While a horse’s ears do process sound and help them maintain their equilibrium, they also serve one more function: dropping some cues about their mental state to those around them.
Pay attention to a horse’s ears whenever you are standing in the paddock watching them prepare for a race or when they are off the clock standing in a stall or in a paddock. If the ears are constantly moving, this horse is listening attentively to what’s around them. Ears that are soft or limp signal that the horse is relaxed. When you see their ears pointed forward or to the side, they are interested in what’s happening in those spaces. Ears pricked rigidly forward can signal anxiety, while ears that are laid back tightly against the top of the head are a signal of displeasure or aggression. At their most agitated state, the ears are laid back against their head, a sign that the humans around them need to be cautious.

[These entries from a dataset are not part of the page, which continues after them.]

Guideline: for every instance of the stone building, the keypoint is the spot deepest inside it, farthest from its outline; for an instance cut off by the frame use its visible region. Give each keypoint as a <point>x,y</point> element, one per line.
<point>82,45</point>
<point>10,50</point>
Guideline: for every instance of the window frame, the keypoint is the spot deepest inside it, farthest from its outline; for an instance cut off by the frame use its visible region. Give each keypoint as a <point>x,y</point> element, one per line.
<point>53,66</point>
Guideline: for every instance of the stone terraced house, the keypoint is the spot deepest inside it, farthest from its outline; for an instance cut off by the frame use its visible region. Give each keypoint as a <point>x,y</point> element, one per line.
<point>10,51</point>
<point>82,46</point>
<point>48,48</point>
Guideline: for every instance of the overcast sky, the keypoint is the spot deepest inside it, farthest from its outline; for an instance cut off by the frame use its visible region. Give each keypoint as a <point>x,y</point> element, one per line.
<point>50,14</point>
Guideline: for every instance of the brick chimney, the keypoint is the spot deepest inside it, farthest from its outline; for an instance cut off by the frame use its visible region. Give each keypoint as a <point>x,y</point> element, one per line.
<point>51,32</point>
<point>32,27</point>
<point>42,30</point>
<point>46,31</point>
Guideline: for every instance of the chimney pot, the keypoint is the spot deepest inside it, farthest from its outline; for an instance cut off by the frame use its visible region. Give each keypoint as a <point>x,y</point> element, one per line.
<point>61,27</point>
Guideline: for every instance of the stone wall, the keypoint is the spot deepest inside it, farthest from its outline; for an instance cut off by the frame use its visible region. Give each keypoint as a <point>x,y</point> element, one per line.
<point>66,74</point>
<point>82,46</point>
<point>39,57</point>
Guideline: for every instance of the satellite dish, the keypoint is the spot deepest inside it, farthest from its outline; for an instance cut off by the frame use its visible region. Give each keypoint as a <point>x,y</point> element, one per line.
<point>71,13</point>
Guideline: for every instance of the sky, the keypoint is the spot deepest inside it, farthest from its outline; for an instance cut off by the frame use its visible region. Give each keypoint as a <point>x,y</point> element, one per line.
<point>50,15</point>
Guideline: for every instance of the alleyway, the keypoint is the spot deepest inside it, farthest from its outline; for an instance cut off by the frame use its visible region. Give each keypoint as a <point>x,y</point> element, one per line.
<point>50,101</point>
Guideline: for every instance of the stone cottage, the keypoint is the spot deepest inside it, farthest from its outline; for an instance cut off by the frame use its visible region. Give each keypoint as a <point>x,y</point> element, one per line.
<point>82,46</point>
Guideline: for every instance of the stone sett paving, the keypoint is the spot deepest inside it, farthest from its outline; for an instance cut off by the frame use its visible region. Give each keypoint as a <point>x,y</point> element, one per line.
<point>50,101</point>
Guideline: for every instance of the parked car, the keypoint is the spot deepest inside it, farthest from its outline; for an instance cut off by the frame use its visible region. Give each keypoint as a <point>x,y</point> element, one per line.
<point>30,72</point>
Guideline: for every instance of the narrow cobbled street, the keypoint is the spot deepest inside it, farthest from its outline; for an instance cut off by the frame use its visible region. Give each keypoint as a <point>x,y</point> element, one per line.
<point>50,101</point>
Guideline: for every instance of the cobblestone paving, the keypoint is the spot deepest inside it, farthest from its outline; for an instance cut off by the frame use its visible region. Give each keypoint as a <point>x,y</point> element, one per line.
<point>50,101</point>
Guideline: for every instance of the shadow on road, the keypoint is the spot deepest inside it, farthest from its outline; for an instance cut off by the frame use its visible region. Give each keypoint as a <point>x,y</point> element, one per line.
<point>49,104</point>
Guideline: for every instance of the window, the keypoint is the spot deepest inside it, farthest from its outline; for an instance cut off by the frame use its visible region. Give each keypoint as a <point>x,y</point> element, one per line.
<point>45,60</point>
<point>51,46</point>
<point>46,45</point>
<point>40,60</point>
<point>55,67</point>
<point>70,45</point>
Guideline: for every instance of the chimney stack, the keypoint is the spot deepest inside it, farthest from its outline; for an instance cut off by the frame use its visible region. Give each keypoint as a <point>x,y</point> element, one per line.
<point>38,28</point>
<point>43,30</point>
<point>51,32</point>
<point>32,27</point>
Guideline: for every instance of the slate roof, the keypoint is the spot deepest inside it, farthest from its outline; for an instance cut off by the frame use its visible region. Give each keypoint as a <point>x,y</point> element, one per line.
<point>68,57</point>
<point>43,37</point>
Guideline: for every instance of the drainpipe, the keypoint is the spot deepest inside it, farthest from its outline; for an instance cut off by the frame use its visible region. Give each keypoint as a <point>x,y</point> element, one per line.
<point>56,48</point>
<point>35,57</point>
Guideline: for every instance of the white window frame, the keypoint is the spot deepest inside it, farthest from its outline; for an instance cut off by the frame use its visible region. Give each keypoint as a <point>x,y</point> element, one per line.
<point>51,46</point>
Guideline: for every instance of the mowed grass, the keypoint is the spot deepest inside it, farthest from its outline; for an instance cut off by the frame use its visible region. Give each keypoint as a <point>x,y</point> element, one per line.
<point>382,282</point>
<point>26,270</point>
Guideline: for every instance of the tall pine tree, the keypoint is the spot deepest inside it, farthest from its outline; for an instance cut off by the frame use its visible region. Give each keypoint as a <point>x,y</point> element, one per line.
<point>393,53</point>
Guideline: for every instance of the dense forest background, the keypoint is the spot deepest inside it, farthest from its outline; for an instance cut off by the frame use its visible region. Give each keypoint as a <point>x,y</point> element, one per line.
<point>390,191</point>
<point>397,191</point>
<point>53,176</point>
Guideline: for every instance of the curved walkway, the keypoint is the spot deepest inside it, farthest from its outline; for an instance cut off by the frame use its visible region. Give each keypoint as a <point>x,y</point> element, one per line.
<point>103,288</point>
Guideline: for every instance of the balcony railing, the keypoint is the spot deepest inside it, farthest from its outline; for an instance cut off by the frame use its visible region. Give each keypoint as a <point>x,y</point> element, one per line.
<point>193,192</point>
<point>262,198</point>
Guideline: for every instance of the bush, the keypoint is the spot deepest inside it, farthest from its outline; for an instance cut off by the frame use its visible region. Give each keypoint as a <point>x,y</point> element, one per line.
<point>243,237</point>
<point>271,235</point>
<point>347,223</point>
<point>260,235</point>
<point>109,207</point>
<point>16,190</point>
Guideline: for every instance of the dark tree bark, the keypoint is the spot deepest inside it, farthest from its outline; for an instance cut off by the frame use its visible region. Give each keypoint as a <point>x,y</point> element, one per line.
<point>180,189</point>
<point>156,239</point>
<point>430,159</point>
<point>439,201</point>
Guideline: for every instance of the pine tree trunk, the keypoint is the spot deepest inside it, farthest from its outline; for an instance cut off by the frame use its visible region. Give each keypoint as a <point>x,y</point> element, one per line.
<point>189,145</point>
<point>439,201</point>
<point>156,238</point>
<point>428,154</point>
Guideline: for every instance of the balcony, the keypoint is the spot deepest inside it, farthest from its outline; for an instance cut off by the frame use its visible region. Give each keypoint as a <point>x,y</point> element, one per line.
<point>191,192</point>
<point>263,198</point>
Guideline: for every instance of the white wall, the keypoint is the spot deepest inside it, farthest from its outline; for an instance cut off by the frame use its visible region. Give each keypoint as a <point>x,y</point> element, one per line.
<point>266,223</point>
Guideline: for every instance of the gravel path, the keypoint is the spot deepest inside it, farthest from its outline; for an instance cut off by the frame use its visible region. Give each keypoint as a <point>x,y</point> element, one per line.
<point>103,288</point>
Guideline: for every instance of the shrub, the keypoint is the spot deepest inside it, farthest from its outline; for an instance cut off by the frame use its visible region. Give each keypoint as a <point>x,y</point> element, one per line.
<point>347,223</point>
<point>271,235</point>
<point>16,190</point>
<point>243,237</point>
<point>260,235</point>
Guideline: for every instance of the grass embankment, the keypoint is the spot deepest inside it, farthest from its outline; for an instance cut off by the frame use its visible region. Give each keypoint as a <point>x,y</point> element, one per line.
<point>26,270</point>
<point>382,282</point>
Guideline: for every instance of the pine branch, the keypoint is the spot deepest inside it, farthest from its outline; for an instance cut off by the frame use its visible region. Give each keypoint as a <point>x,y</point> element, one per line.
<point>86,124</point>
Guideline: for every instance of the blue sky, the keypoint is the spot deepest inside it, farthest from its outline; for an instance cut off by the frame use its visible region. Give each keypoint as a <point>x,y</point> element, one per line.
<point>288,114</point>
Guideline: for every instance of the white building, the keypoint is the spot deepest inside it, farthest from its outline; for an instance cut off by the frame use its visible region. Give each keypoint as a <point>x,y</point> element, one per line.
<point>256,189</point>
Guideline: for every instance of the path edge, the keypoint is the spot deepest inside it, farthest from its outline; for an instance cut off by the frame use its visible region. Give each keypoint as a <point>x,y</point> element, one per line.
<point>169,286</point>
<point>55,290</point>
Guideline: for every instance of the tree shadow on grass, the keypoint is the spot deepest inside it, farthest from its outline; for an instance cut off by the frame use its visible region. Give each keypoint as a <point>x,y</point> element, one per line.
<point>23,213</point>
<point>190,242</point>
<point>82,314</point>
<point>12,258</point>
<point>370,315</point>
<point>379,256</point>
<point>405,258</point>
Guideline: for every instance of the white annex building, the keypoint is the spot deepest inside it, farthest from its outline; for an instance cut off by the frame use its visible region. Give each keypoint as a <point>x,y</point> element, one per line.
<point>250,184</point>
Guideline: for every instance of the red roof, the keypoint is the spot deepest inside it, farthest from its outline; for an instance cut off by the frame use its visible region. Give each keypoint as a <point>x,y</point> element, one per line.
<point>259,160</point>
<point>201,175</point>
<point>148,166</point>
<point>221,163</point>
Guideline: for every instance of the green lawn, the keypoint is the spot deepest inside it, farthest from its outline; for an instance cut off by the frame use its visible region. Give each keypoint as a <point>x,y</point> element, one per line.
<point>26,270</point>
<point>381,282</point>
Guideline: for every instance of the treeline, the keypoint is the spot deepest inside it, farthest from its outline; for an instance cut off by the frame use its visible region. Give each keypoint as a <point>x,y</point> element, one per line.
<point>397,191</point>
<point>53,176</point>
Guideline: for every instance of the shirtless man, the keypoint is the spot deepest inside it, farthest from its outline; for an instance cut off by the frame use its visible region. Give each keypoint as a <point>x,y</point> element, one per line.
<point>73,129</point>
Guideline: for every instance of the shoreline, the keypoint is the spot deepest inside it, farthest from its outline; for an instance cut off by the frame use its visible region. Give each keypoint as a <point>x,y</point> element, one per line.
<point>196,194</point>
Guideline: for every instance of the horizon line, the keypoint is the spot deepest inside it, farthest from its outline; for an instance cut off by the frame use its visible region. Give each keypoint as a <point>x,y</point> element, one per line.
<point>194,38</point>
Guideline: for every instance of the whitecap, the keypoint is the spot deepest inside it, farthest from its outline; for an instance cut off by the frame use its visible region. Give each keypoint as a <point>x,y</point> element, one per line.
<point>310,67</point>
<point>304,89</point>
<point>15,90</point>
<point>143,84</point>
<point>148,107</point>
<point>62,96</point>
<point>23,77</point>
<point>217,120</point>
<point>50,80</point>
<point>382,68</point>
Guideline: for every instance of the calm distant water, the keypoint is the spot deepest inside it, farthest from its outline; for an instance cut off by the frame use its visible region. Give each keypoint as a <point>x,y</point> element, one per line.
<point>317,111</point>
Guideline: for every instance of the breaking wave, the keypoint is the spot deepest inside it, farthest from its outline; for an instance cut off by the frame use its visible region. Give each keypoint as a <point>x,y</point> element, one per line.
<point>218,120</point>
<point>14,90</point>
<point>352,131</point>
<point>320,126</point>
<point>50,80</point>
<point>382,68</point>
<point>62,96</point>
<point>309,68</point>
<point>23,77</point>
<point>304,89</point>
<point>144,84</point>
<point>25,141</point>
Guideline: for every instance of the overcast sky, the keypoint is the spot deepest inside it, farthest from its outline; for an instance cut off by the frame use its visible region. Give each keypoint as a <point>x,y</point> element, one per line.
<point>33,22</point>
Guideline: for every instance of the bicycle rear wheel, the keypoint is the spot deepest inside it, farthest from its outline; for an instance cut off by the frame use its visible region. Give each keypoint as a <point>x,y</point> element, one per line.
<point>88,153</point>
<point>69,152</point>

In my office I have a photo of Sir Barton, the first Triple Crown winner, from his earliest days of retirement at Audley Farm in Virginia. His lead shank is in the hands of the groom in front of him, but he is looking off to the side, with one ear pricked forward and the other pointed to his right. In this pose, his ears tell us that he is interested in what is going on to the front and to the side of him, a horse aware of his surroundings yet feeling no threat from the scene. It is this pose that reminds us that even the greats are still horses, plain and simple.